We are now editing the one month long photos from Etosha & will then work on the the two weeks we spent in the Kalahari.

This is our 9th year of these long trips & although many sites & scenes are the same it is wonderful what amazing moments just keep exploding when least expected to reward the many hours sitting & waiting.


----------



## Click (Nov 14, 2015)

*Re: 2015 Africaraw selfdrive photosafari picture now on line*

Beautiful series, I especially like the first picture. Well done.


----------



## lion rock (Nov 14, 2015)

Adventurers,
Congrads on a great trip!
Great photos, too.
-r


----------



## FEBS (Nov 18, 2015)

Great photos

I do specially like the 4th (wild dog) as I know how hard it is to catch them.
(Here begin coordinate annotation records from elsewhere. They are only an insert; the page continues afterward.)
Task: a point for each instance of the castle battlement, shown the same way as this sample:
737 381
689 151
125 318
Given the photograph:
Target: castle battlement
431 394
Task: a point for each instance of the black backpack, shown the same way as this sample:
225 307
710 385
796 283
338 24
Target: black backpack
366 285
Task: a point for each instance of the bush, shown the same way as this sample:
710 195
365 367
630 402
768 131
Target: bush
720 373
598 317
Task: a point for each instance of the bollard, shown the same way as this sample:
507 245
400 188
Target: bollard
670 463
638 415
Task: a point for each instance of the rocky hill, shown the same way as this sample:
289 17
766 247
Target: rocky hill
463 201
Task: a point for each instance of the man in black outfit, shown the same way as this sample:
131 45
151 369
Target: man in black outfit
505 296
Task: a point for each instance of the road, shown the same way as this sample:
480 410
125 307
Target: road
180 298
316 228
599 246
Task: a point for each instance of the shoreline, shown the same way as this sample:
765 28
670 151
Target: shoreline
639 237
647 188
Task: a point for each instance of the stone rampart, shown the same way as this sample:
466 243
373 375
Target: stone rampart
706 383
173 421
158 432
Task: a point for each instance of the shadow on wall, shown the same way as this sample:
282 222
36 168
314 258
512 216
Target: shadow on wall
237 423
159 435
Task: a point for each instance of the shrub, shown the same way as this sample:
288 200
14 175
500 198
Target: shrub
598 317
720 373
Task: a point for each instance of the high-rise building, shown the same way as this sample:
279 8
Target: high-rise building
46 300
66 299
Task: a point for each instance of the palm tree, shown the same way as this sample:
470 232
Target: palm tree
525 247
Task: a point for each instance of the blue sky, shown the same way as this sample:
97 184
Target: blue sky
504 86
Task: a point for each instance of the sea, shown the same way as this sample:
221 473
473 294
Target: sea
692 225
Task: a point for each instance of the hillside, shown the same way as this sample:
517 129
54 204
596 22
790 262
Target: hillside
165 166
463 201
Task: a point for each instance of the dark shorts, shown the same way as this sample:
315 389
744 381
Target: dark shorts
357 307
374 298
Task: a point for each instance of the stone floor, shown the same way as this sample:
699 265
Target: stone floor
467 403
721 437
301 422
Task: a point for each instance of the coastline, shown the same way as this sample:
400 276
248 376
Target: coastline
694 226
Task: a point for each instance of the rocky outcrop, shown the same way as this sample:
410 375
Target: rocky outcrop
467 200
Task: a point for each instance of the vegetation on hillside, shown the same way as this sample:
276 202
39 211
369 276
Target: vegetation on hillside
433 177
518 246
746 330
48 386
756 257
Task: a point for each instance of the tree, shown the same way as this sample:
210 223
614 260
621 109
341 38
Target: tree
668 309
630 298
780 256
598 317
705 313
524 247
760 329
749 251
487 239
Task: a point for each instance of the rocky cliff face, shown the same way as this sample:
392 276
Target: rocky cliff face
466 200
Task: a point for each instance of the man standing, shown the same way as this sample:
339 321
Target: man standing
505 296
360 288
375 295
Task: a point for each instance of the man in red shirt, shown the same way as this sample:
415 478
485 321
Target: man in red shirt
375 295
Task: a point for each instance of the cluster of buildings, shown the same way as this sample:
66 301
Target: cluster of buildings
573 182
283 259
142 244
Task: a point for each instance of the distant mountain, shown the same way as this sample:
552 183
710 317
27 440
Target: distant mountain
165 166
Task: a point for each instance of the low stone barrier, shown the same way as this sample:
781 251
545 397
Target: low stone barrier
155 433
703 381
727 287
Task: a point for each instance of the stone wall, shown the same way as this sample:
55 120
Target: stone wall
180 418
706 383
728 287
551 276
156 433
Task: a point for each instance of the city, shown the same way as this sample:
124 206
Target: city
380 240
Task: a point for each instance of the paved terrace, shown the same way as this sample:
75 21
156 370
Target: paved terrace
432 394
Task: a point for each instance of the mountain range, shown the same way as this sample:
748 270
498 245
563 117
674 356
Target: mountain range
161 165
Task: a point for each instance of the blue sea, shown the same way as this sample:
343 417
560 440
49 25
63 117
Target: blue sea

Last year I was able to see them in a conservation in Zimbabwe in the Hwange National Park. By the way, very close to the lodge Sable Sand runned by Marleen Post who married Brian Sabeta from Zimbabwe. Marleen is also from The Netherlands.

So the wild dog is still on my list to photograph in the wild.

I did visit Uganda this year. I easily could stay over there for 4 weeks or more. If you want to have an impression look at https://francoisloyens.smugmug.com/Project/Oeganda/


----------



## oldageadventurer (Jan 11, 2016)

* 2015 Africaraw selfdrive photosafari gallery update*

Thanks for the kind comments on the 2015 photos from the Kruger park. I today completed our Etosha portfolio for the 2015 trip. There are 273 photographs, including many action shots & also landscapes, taken during our 6 week stay at Namutoni, Halali, OkauKuejo, & Olifantsrus. As usual most of our photos were taken in the Namutoni are but for the first time we visited Olifantsrus camp, which opened for self drive tourists last year. We found the rocky & hilly area on the west of the park fascinating & an interesting change, & are thus visiting it again in 2016.

www.africaraw.com


----------



## rcarca (Jan 11, 2016)

I love the website. Great photographs.

An example I would love to follow when I can!!!

Richard


----------



## jrda2 (Jan 11, 2016)

Great shot of the kingfisher with the sunburst on his beak


----------



## snowleo (Jan 16, 2016)

What a dream! 3 Months of traveling and photography in Southern Africa! I wish I could do that, too. I was just happy, very happy to spend 5 weeks (only... sniff...) in Botswana and Namibia in April/May 2014. Here some of my shots


----------



## Click (Jan 16, 2016)

snowleo said:


> What a dream! 3 Months of traveling and photography in Southern Africa! I wish I could do that, too. I was just happy, very happy to spend 5 weeks (only... sniff...) in Botswana and Namibia in April/May 2014. Here some of my shots



Very nice. I really like the 3rd picture. Well done.


----------



## snowleo (Jan 16, 2016)

and here some photos taken in Etosha National Park, Namibia


----------



## MrFotoFool (Mar 6, 2016)

Great stuff from both oldageadventure and snowleo. Since I will probably never make it to Africa myself, I enjoy "visiting" through the photos of others. That mostly black zebra is bizarre looking. And the way snowleo lined up the large bird with the moon is amazing! Is it a marabou stork?


----------



## Click (Mar 6, 2016)

snowleo said:


> and here some photos taken in Etosha National Park, Namibia




Beautiful series. I especially like the last picture.


----------



## KavinAnderson (Mar 28, 2016)

Terrific shots well composed. Thanks for sharing.


----------